Iranian news agencies on Saturday reported a large explosion in the sky above the town of Natanz, which houses nuclear sites, but the incident was later downplayed by state TV.
The country's air defence units fired a missile as part of an exercise, said state media, after local residents reported hearing a large blast.
The missile was fired to test a rapid-reaction force over Natanz, reports said. “Such exercises are carried out in a completely secure environment … and there is no cause for concern,” Army spokesman Shahin Taqikhani told state TV.
The exercise came as talks to avoid the collapse of the 2015 Iran nuclear accord in Vienna drew to a close after five days.
US Secretary of State Antony Blinken said on Friday that Iran “does not seem to be serious” about returning to the pact, while European countries on Saturday voiced their “disappointment and concern”. The seventh round of talks is due to resume next week. An unnamed senior Iranian official said on Sunday that Tehran did not believe the US would lift sanctions.
Iranian news agencies had earlier reported the explosion, saying there was no official explanation of the incident, which caused a flurry of speculation on social media that an attack on Iranian nuclear sites could be under way.
The semi-official Fars news agency quoted its reporter in nearby Badroud as saying a short blast was heard which was accompanied by an intense light in the sky.
“No exact details are available about this,” Fars quoted the local governor of Badroud as saying.
Attacks on Natanz
In April, Iran accused Israel of sabotaging the Natanz nuclear site and vowed revenge for an attack that appeared to be the latest episode in a long-running covert war.
Israeli media outlets have quoted unnamed intelligence sources as saying the country's Mossad spy service carried out a successful sabotage operation at the underground Natanz complex, potentially setting back enrichment work there by months. But Israel has not formally commented on the incident.
Israel fears that Iran may soon have enough uranium enriched to “weapons grade” to build a nuclear device, and the country's air force has rehearsed a pre-emptive attack on Iranian nuclear facilities, in the event that sabotage operations fail. Natanz houses thousands of advanced centrifuges for uranium enrichment.
Addressing the UN General Assembly in September, Prime Minister Naftali Bennett said: “Iran’s nuclear program has hit a watershed moment, and so has our tolerance. Words do not stop centrifuges from spinning … We will not allow Iran to acquire a nuclear weapon.”
Aware of the risk of a pre-emptive Israeli strike, Iran has invested heavily in air defences.
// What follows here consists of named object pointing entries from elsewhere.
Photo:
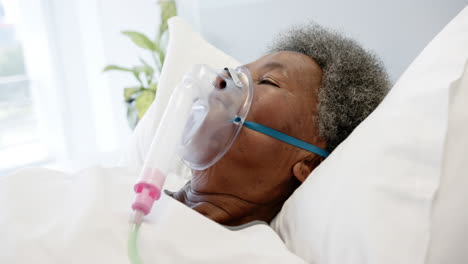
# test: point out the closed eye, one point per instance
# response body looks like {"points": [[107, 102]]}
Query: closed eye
{"points": [[268, 81]]}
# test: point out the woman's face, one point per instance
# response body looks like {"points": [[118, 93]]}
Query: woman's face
{"points": [[258, 168]]}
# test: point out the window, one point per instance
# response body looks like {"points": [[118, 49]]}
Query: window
{"points": [[20, 142]]}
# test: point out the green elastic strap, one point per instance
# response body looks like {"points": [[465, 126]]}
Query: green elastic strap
{"points": [[283, 137]]}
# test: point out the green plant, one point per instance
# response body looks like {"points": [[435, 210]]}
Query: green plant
{"points": [[139, 97]]}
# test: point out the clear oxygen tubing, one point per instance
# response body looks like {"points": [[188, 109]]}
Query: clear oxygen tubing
{"points": [[159, 163], [132, 247]]}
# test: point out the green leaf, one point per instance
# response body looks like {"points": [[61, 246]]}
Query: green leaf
{"points": [[153, 87], [132, 115], [140, 39], [147, 69], [116, 68], [143, 102], [168, 10], [131, 92]]}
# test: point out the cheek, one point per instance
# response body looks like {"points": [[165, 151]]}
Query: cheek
{"points": [[270, 108]]}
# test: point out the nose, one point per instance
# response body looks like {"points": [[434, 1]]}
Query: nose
{"points": [[220, 83]]}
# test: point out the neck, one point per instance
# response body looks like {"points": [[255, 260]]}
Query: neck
{"points": [[227, 209]]}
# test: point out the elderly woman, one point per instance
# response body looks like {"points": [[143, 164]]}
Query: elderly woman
{"points": [[314, 85]]}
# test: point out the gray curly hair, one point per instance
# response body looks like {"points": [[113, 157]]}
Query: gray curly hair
{"points": [[354, 80]]}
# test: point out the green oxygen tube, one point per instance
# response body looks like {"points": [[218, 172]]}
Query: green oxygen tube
{"points": [[132, 248]]}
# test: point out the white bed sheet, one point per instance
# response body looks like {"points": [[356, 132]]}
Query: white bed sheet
{"points": [[52, 217]]}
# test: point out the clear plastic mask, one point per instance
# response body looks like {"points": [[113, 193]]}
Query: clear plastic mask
{"points": [[217, 98]]}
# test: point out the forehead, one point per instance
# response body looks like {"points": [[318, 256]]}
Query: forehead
{"points": [[289, 63]]}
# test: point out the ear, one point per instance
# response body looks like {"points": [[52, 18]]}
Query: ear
{"points": [[304, 167]]}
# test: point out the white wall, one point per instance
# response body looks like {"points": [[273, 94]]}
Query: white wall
{"points": [[397, 30]]}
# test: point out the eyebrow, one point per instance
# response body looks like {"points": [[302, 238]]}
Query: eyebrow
{"points": [[274, 65]]}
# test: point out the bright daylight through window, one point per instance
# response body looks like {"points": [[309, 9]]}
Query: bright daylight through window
{"points": [[19, 137]]}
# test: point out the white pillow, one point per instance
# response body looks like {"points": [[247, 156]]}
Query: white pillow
{"points": [[449, 229], [371, 200], [185, 48]]}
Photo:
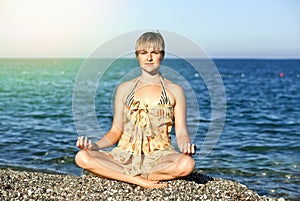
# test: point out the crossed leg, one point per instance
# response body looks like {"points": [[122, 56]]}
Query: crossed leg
{"points": [[103, 165]]}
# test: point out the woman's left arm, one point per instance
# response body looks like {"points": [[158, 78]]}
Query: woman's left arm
{"points": [[182, 136]]}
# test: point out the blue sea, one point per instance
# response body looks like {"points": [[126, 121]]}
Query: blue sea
{"points": [[259, 145]]}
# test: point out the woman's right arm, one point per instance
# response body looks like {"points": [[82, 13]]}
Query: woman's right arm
{"points": [[114, 134]]}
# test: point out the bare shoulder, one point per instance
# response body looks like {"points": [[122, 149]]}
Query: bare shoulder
{"points": [[175, 89], [124, 88]]}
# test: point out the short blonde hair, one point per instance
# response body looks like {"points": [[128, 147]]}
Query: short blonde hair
{"points": [[150, 40]]}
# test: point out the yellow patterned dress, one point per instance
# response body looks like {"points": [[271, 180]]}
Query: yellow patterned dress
{"points": [[146, 136]]}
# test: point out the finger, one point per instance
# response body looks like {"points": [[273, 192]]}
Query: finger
{"points": [[90, 144], [77, 142], [185, 148], [85, 141], [193, 149]]}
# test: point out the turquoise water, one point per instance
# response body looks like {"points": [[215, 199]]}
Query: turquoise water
{"points": [[259, 145]]}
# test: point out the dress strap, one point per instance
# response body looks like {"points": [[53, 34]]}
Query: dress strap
{"points": [[130, 97], [164, 99]]}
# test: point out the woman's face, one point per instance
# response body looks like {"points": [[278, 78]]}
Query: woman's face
{"points": [[149, 59]]}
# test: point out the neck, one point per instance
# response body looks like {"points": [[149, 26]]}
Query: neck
{"points": [[150, 78]]}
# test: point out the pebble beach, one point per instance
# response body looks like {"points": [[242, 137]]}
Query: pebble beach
{"points": [[32, 185]]}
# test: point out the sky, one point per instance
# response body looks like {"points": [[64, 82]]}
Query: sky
{"points": [[223, 28]]}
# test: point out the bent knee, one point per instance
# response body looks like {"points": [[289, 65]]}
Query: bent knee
{"points": [[82, 158], [186, 165]]}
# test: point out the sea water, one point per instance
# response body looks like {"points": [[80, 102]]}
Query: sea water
{"points": [[259, 144]]}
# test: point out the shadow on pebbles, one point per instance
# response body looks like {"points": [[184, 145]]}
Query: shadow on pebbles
{"points": [[30, 185]]}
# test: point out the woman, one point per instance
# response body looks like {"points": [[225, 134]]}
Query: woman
{"points": [[145, 110]]}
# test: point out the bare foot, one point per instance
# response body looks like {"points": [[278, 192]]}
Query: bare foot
{"points": [[150, 184]]}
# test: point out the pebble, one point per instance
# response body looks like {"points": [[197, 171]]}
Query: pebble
{"points": [[29, 185]]}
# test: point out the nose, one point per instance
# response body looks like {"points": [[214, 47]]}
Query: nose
{"points": [[149, 58]]}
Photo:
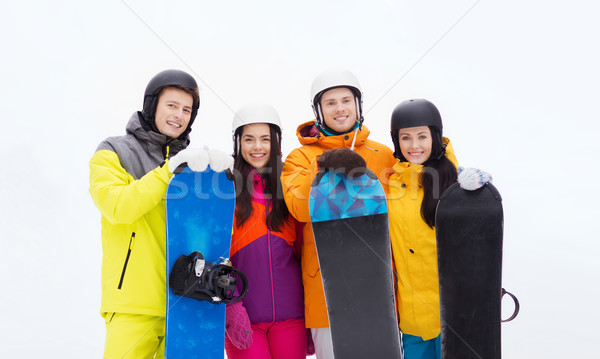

In 2017, Iranian Brig Gen Farzad Esmaili said that a top priority was protecting nuclear facilities. That year, Iran conducted its first tests of the Russian-made S-300 air defence system, which the Iranian military purchased for an estimated $800 million.
Iran also has a large number of older surface to air missiles including the Russian-made SA-3, which can be fired at targets up to 80,000 ft. The SA-3 successfully shot down a $200 million US Global Hawk drone in June 2019 — a high altitude but slow flying aircraft. Another system, the SA-15, was linked to the shooting down of Ukraine International Airlines Flight 752 on January 8, 2020, with the loss of 176 lives.
In the event of a conflict, it is unclear how Iran's air defences might fare against Israeli F-35s. Like Iran, Syria has deployed S-300 and SA-3 missiles to stop Israeli incursions into its air space, but has had little success stopping air raids targeting Iran-backed groups and weapons.
For this reason, many of Iran's nuclear facilities are located deep underground.